ML Katas

Tensor Manipulation: Creating `unfold` with `as_strided`

hard (<10 mins) pytorch tensor advanced
yesterday by E

Description

Warning: as_strided is an advanced and potentially unsafe operation that can crash your program if used incorrectly, as it creates a view on memory without checks. With that said, understanding it provides deep insight into how tensors are stored. Your task is to replicate the behavior of torch.nn.functional.unfold (sliding window extraction) using as_strided.

Guidance

unfold creates a view of the original tensor that contains all sliding local blocks. To do this with as_strided, you need to calculate the correct size and stride for the new view.
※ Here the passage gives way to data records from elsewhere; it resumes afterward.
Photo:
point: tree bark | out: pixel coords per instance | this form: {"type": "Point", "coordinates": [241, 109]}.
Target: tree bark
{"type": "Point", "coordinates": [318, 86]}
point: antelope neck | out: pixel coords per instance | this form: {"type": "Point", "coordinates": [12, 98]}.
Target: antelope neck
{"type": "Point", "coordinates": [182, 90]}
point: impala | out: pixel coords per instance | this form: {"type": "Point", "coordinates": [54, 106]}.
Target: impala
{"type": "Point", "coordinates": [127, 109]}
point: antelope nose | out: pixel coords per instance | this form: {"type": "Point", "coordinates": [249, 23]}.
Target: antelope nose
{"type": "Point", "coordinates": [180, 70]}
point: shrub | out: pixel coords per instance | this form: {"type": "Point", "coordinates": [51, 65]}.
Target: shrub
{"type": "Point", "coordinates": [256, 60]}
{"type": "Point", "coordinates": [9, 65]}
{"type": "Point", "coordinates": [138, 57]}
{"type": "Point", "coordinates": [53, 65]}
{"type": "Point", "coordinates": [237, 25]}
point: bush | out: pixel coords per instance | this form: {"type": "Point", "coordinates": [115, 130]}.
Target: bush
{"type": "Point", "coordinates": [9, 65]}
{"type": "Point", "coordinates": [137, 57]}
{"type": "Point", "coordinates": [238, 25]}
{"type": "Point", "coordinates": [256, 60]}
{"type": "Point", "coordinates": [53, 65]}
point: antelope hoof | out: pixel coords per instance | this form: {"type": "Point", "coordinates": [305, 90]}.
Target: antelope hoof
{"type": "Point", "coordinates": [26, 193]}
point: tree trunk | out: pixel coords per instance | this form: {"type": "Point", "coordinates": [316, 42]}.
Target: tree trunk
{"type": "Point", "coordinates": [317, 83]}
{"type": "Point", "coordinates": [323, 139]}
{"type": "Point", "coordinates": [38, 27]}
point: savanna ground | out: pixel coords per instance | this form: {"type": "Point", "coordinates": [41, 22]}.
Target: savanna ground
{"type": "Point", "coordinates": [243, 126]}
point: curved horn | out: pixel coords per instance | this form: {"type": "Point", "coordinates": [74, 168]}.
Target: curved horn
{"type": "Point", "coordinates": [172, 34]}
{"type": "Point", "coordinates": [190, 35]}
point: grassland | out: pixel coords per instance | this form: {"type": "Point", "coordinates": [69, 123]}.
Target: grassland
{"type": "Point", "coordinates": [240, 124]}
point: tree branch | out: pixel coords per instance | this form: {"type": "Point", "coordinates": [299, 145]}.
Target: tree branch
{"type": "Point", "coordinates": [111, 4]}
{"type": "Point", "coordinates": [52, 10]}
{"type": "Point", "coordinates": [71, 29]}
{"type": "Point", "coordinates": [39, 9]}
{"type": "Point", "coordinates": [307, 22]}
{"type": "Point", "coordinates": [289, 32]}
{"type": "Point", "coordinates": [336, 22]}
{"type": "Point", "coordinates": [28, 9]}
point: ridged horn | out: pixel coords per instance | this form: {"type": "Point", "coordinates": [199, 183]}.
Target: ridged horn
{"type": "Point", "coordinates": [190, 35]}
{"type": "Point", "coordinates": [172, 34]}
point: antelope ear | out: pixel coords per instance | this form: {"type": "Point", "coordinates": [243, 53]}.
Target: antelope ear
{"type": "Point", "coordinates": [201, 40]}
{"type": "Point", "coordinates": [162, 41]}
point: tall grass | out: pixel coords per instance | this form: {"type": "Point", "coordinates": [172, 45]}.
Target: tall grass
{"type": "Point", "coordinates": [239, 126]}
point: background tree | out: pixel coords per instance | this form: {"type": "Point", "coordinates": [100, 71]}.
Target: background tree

The new tensor will have an extra dimension for the block elements.

Starter Code

import torch

def custom_unfold(x, kernel_size, stride=1):
    # x: (B, C, H, W)
    # Note: This is a simplified example for a single image, single channel
    x_single = x[0, 0, :, :]
    h, w = x_single.shape

    out_h = (h - kernel_size) // stride + 1
    out_w = (w - kernel_size) // stride + 1

    # Get original strides
    stride_h, stride_w = x_single.stride()

    # Calculate new shape and strides
    new_shape = (out_h, out_w, kernel_size, kernel_size)
    new_strides = (stride_h * stride, stride_w * stride, stride_h, stride_w)

    return x_single.as_strided(new_shape, new_strides)

Verification

Create a 5x5 tensor. Unfold it with a kernel_size=3. The output should have a shape of (3, 3, 3, 3). You can then reshape it to (9, 9) to match the output format of F.unfold. Compare your result to the output of torch.nn.functional.unfold on the same tensor.